Following that you have annulments for sale, laxity in the confessional (if its used at all), a wink and a nod for contraception and cohabitation, and the rest, as they say, is history. Catholics for Choice. Women's "ordination".
The smoke of Satan could not enter the Church without an open invitation. For nearly the past 8 years we've had a shepherd who understands this all too well. For faithful Catholics, he was a sanctuary lamp of hope. His announcement on Monday, coincidentally or not followed some hours later by a lightening strike on the Vatican, was a blow to those of us who get it that Christ died to convert the world into Himself, not Himself into the world.

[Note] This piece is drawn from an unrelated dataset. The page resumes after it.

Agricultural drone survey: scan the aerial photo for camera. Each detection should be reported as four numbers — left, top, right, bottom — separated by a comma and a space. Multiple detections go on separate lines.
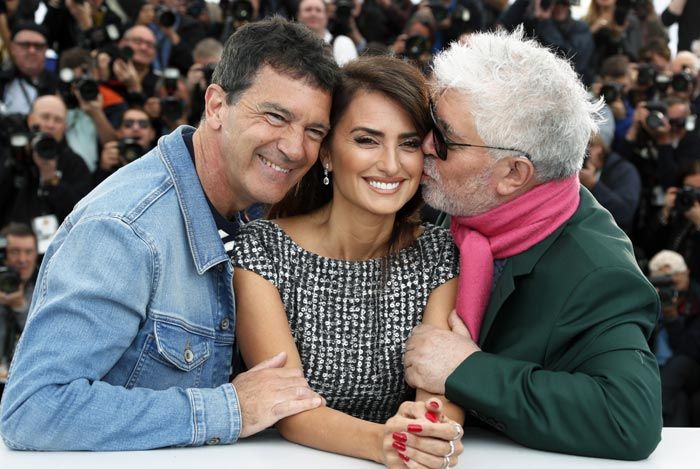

I don't know what Benedict XVI's resignation portends, if anything. I am grateful for the time he spent in the shoes of the fisherman. I can't blame the liberals or the SSPX or the Anglicans who wouldn't swim. I can only blame myself, who couldn't be bothered to show up for nearly 20 years and did not do my part to reinforce the foundation.
NOT ALL DOOM AND GLOOM
You've done it again. Your prayers have moved the Lord to show His incomparable mercy. The mother contemplating abortion had additional testing and got a second opinion and was told there is almost no chance her unborn child has Downs Syndrome. Thank you for your prayers but I must beg you again to pray, this time for a little girl not even two-years-old who is in need of a heart transplant. Please pray that God might grace her with a miraculous cure and if this does not conform with His Holy Will, that He might intercede so that her life, valued so much by her parents and siblings, might be spared. Her mother told me yesterday she was taking her to Mass to get her ashes for the very first time.
Thank you and may God reward you richly for your generosity, if not in this life, in the Life to come.